What's noteworthy about the previous stock split was that it was responsible for the creation of Google's nonvoting Class C shares, while Class A shares retained the standard one vote per share. A shareholder lawsuit was filed in April 2012, which alleged that co-founders Larry Page and Sergey Brin engineered the stock split to retain control of the company, to the detriment of shareholders. With the stock split, the company was increasing the number of shares without a commensurate increase in the voting rights. That suit was eventually settled, allowing the split to go forward with compensation to shareholders.
During the nearly two years from the announcement until the actual stock split, Google shares climbed roughly 74%.
So, is a stock split a good thing? It's complicated...
Generally speaking, a stock split doesn't change the total economic value of the company that's paring its shares. One share of Alphabet stock priced at $2,800 is worth the same amount as 20 shares worth $140 (20 x $140 = $2,800). Much like a pizza, the number of slices doesn't change the overall size of the pie. However, some would argue that there's an underlying positive impact on investor psychology.

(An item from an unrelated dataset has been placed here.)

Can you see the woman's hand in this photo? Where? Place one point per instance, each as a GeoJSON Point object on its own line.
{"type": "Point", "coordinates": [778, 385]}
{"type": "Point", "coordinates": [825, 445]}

That certainly appeared to be the case when several high-profile companies made headlines over the past couple of years when investors rushed in to buy shares following stock split announcements. Apple (AAPL 2.11%) saw shares climb 34% in the month following the July 2020 announcement of its 4-for-1 stock split. Not to be outdone, Tesla (TSLA 1.33%) followed suit less than two weeks later with its own announcement of a 5-for-1 stock split. Between the time of its announcement and the completion of its stock split, shares surged 81%.

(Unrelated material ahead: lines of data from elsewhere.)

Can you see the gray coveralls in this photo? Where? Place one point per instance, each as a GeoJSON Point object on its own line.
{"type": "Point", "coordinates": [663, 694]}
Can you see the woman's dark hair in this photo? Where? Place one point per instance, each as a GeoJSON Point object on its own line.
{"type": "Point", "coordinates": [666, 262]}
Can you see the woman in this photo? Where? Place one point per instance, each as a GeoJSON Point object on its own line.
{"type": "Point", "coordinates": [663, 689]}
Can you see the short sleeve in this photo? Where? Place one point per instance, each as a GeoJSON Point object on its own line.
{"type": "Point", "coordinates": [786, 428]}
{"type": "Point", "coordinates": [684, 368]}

A similar phenomenon occurred in May 2021 when The Trade Desk (TTD -0.62%) announced its 10-for-1 stock split and Nvidia (NVDA 2.33%) unveiled plans for a 4-for-1 stock split. Shares of The Trade Desk and Nvidia climbed 27% and 24%, respectively, between the day of the announcement and the day the splits were completed.
Aptus Capital Advisor senior analyst and portfolio manager David Wagner weighed in on the situation, saying, "We all know that [a stock split] does not increase the fundamental value of a company. ... but from what we've seen in the market with Tesla and Nvidia, people like to chase splits."
Reasons to be bullish
There are plenty of reasons to believe that Alphabet will continue along the same upward trajectory that led to this celebrated stock split.
Google's search dominance remains unchallenged, at roughly 92% of the worldwide search engine market. Alphabet has parlayed that into a leading position in digital advertising, with an estimated 29% of worldwide digital ad spending. Let's not forget Google Cloud, which has quietly ascended into the top three, behind just Amazon Web Services and Microsoft Azure.
Those drivers have fueled robust results for Alphabet. In the fourth quarter, revenue of $75.3 billion climbed 32% year over year, while operating margins ticked higher, helping drive earnings per share (EPS) to $30.69, an increase of 38%.
The fine print
For investors who are bullish on Alphabet, there isn't any reason to wait to buy shares, unless of course your financial situation prevents you from laying out nearly $3,000 per share. If that's the case, and your brokerage doesn't offer fractional shares, the stock split will make shares much more affordable in due course.
If you're planning to buy Alphabet shares now, be aware it might require a bit of extra record keeping. For those who buy shares now (at roughly $2,800), you'll want to remember to adjust your records to reflect the revised cost basis, dividing it by 20 to account for the newly minted shares ($2,800 / 20 shares = $140). This becomes important when you eventually sell your shares and settle up with the tax authorities. Fortunately, brokerages are old hands at this, so it shouldn't be much of a burden.
Given Alphabet's dominant market position, stellar execution, and continuing prospects, it really doesn't matter if you buy the stock now or wait until split-adjusted trading begins on July 18. As long as you buy them.